First session of 15th Lok Sabha begins today
The first session of the 15th Lok Sabha begins on Monday as a resurgent Congress-led United Progressive Alliance (UPA) was set to start a new innings and a humbled Bharatiya Janata Party (BJP) said it would play the role of a “constructive opposition.”
The session will begin with the formal swearing in of the 543 newly elected MPs. Two days have been earmarked for the procedure that will be followed by the election of the Lok Sabha speaker on Wednesday and President Pratibha Patil’s address to a joint session of parliament on Thursday.
The BJP on Sunday said it would play the role of a “constructive opposition”.
The Congress won 206 seats, up from 145 in 2004, while the BJP got 116 as against 138 earlier.

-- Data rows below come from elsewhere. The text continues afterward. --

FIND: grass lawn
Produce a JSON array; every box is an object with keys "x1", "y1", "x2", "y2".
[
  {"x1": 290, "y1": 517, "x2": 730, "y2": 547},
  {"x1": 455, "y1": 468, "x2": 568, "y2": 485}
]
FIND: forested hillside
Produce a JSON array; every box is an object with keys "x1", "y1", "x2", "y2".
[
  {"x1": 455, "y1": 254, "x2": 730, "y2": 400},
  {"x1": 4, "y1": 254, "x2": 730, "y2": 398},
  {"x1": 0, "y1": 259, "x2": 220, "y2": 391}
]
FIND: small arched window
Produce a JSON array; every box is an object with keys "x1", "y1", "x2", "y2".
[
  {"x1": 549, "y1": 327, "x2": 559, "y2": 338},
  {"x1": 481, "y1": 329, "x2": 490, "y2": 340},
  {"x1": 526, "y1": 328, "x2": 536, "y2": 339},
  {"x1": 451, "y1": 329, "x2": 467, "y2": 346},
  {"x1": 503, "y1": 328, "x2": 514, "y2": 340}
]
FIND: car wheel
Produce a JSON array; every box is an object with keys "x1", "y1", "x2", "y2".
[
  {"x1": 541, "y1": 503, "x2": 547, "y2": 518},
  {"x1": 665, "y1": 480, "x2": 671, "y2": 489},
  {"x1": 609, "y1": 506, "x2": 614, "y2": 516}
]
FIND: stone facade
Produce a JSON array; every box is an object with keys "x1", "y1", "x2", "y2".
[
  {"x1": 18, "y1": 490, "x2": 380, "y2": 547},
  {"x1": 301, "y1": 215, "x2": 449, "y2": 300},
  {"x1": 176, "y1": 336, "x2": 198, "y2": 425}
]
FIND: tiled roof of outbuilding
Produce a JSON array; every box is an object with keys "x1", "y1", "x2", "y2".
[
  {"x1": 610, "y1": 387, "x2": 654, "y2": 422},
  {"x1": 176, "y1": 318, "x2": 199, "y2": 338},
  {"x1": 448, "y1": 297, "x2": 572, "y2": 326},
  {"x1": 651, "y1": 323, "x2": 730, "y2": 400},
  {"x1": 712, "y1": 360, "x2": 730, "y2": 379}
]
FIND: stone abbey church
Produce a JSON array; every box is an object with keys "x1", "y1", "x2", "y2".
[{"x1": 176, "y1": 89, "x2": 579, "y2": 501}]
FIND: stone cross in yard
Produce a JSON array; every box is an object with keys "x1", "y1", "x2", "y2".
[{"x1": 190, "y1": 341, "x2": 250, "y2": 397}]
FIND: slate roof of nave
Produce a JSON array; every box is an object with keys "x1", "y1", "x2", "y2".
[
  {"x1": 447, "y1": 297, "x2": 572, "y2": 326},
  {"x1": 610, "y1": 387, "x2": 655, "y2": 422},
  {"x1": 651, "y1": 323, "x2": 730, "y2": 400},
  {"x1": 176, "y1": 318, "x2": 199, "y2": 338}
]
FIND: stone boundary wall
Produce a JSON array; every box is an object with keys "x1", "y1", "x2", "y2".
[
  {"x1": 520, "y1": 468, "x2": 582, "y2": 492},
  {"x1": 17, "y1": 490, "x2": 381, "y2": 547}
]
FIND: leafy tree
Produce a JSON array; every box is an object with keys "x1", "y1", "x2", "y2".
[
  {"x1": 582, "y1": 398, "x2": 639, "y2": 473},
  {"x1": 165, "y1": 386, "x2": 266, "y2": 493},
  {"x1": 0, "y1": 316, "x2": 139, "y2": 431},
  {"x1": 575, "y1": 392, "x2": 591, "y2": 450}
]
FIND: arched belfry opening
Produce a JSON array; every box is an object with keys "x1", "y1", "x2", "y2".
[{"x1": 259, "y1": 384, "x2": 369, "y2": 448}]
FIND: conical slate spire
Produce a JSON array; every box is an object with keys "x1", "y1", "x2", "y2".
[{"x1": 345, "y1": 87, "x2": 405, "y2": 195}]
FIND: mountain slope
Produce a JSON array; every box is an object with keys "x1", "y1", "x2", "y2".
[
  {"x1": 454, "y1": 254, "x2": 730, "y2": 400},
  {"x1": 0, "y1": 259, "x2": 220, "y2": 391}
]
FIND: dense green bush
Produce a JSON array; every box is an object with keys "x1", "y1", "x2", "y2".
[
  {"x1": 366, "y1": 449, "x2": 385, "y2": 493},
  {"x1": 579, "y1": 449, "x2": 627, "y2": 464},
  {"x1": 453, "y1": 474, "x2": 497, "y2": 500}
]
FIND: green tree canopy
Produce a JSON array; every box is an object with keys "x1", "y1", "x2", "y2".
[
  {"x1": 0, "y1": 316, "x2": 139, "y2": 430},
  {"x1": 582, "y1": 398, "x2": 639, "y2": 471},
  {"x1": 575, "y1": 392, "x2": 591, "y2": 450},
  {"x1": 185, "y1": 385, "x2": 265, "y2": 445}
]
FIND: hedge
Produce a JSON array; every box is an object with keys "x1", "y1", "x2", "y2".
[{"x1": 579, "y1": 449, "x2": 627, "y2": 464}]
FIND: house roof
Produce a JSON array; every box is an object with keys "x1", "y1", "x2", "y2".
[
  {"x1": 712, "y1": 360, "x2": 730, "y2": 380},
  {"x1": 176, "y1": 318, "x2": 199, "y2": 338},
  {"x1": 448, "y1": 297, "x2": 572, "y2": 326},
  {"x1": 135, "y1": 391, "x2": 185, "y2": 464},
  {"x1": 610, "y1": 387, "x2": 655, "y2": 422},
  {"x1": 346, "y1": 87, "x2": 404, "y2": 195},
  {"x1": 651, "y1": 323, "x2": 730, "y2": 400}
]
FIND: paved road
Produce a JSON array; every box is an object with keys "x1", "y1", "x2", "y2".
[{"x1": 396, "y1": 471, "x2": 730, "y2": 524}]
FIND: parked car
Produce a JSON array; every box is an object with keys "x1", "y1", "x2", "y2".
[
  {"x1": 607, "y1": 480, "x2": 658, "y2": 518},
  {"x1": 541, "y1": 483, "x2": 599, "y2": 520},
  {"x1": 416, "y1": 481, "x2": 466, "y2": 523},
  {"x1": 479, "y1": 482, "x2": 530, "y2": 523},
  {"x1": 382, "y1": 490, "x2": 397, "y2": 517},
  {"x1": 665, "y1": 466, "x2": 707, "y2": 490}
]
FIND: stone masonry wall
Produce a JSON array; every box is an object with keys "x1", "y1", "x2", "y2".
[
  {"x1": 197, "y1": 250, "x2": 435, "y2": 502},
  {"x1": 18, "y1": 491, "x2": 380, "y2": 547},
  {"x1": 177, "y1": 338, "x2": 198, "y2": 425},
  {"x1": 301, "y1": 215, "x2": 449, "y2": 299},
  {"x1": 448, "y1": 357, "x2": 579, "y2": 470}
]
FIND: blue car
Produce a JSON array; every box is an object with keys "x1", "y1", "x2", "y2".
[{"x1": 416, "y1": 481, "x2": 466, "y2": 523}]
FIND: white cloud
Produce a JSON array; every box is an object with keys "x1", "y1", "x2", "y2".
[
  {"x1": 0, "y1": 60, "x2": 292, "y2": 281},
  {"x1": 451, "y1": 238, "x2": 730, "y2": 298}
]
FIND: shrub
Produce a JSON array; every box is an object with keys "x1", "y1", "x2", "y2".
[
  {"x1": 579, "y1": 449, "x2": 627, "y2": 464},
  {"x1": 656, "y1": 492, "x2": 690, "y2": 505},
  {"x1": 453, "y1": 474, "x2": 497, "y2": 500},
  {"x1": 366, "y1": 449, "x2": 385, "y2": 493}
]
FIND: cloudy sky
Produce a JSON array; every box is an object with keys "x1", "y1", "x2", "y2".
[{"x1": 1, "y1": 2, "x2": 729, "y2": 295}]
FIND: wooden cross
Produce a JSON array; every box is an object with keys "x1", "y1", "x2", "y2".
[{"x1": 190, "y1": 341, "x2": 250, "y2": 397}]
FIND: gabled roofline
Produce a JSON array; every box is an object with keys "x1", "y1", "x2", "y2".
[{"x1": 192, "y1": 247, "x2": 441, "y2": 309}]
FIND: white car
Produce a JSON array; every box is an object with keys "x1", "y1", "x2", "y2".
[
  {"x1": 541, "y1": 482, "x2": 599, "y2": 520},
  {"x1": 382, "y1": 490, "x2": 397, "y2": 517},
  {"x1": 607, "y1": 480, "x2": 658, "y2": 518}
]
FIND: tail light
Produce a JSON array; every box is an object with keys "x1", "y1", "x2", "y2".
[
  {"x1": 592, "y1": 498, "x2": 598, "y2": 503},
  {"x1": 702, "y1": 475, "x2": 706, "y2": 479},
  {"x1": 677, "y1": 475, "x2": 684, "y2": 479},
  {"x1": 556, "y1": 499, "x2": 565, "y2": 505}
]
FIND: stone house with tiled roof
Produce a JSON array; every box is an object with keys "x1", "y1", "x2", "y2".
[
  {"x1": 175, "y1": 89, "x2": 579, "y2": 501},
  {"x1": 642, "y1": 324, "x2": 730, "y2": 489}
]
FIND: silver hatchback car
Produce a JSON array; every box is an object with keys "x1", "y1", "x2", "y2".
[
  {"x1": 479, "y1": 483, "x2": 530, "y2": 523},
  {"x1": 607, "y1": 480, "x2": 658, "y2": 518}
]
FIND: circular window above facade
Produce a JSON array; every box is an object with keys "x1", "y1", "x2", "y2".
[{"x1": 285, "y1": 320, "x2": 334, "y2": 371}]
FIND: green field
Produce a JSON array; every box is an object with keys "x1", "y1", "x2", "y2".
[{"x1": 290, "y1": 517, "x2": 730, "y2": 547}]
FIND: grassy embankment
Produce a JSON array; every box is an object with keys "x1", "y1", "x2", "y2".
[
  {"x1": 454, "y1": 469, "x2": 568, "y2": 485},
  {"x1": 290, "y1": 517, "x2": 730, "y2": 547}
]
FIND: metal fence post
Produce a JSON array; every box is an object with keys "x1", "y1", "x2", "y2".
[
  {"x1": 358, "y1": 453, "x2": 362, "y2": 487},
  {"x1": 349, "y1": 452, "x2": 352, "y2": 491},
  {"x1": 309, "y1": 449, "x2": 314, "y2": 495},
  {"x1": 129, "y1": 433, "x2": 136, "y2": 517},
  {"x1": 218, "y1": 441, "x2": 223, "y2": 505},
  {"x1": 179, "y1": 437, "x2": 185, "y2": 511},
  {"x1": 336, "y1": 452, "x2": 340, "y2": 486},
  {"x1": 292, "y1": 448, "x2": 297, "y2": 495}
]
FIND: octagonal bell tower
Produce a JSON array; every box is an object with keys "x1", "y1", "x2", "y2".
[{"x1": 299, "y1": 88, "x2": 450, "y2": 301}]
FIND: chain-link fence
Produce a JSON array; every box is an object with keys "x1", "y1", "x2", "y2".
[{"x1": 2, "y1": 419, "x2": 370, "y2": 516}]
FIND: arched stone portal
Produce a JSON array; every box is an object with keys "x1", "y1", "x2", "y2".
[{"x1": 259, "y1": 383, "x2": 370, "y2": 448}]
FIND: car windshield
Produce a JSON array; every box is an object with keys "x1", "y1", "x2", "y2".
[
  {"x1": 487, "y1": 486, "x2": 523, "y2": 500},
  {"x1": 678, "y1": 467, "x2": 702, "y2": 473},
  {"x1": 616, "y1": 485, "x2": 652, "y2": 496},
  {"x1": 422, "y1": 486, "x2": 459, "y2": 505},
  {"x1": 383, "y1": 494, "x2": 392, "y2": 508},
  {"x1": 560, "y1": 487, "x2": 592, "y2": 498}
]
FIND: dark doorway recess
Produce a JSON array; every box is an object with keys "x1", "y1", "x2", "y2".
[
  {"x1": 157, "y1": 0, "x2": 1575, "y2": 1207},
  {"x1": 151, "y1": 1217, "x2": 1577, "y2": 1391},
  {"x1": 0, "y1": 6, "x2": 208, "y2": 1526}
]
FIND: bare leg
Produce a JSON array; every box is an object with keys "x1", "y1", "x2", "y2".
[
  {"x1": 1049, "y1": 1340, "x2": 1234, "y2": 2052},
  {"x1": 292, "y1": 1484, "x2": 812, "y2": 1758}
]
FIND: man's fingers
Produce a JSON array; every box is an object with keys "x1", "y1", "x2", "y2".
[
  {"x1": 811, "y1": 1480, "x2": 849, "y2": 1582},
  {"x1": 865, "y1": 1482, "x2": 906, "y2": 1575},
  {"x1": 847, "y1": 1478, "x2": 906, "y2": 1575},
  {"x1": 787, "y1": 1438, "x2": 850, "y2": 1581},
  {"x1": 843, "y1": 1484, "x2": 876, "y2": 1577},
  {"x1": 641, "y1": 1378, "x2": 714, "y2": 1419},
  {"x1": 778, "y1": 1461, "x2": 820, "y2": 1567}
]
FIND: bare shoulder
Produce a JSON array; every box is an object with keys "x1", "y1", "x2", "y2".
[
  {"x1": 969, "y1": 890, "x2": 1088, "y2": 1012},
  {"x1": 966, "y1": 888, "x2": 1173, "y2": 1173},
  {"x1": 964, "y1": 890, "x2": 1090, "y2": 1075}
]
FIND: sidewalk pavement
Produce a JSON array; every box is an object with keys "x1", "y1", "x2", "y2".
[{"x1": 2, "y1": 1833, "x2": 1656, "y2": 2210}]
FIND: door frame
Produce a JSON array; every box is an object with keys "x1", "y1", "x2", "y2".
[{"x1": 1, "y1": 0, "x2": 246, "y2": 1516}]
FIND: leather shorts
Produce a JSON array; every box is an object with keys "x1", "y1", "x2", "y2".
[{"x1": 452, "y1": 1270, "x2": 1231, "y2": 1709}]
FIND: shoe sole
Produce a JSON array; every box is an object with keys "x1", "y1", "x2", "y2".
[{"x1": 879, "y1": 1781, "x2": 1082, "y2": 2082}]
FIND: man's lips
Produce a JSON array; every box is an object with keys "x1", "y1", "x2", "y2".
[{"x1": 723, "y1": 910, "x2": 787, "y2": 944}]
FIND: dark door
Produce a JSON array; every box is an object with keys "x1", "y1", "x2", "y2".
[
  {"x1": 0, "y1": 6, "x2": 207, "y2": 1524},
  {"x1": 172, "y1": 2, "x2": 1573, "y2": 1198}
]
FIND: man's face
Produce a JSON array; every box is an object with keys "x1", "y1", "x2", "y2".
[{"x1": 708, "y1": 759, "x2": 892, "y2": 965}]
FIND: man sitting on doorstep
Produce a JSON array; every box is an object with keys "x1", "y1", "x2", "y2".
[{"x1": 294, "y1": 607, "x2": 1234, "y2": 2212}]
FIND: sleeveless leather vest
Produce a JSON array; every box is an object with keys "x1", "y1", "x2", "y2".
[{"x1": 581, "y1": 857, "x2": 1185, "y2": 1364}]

The UPA’s tally is 263.
“We will sit in the opposition and play the role of a constructive opposition,” party vice-president Mukhtar Abbas Naqvi told IANS, just ahead of an evening meeting of the party’s MPs to elect senior leader LK Advani as the opposition leader and chalk out the strategy for the parliament session.
“Let the government do the good work as it promised, we will sit in the opposition,” BJP veteran M. Venkaiah Naidu told a TV channel.
Meira Kumar, 64, the water resources minister in the new government, is set to be the Congress choice for the post of the Lok Sabha speaker, party sources said.
If elected, Meira Kumar, a Dalit and daughter of the late Jagjivan Ram, will be the first woman to preside over the lower house of parliament.
Prime Minister Manmohan Singh’s full cabinet met on Saturday and finalised the president’s address to parliament. It is expected to focus on his government’s moves to strengthen welfare schemes and boost the economy.
The president’s address, extensively worked on by Manmohan Singh himself, will unveil the government’s agenda for the year in tune with the policies and programmes of the Congress party and its allies.
Soon after securing a decisive mandate, Manmohan Singh had promised a 100-day action plan for his government and he is expected to give emphasis to the UPA’s unfinished agenda.
Among other issues that will figure prominently in the president’s address are strengthening of key social sector programmes like the National Rural Employment Guarantee and Bharat Nirman schemes.
There will be a debate June 5, 8 and 9 on the president’s address after which the Lok Sabha and the Rajya Sabha, which convenes June 4, will pass a motion of thanks before adjourning.
The budget session of parliament is likely to begin in the first week of July.